Frugality is About Attitude
She’s been gone for many, many years, but I’ve recently been thinking about how my maternal grandmother was awesome. Not just because she was hilarious and cool (and she thought I could do no wrong as a child ever- which is a tremendously powerful ally to have as a kid) but because she had this great attitude towards household and spending, as many who weathered World Wars and the Great Depression did. It makes me think about the evolution of things, and how maybe if we shifted our attitudes toward spending and “having”, debt would be far easier managed.
The lesson here- is that your happiness around money has very little to do with amount and everything to do with attitude.
The Generation Gap
Our generation has benefitted from technological advances, which grants us, among other things, immediate access to information.

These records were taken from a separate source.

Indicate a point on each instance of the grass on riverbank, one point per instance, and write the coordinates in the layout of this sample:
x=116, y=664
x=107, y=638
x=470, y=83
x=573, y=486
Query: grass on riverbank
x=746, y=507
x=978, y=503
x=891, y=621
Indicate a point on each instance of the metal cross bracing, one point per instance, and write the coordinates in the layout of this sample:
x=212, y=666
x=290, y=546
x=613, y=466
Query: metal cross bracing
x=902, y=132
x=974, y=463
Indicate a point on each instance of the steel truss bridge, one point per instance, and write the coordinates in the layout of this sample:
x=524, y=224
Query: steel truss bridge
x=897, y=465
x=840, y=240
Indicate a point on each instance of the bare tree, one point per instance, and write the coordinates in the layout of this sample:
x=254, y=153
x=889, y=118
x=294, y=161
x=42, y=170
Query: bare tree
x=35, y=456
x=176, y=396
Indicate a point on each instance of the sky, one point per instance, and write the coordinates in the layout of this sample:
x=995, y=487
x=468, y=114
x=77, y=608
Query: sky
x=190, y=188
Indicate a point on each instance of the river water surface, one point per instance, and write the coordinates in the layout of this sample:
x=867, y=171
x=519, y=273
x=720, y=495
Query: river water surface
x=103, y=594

While this is positive, and facilitates our living, we have also become conditioned to an expectation of immediacy. There was no buy-now-pay later when my grandmother was growing up and raising her own family.
There was buy what you can and be creative with what you have.
The Kitchen is DIY
Back in those days, they cooked. I mean really cooked. With actual ingredients, that at times could be complicated, with several steps (i.e. making your own pastry and breads), but produced healthy, wholesome meals that serviced their budget as well.
They did simple meals, like dipping chicken pieces or frozen fish (which can be quite inexpensive) in egg or milk and cracker crumbs and then pan-frying in a little butter. Easy, cheap and yummy.
Yes, they had the benefit of time that many of us who work and manage a family do not. But they also had budgetary constraints to work within, so they figured it out.
Reduce, Reuse, Recycle
Long before the push to save Mother Earth, the attitude of extricating every inch of usability out of an item was very much in vogue during that era.
That was not so great if you were the youngest in a line of siblings, but it served a purpose.
They used to darn socks even. Now, that might be a bit extreme, but it proves a point.
You Make Your Own Fun
Stickball, hide and seek and imaginary play were the order of the day for kids.
Fun is not bought, but is manufactured (and that goes for the grownups too).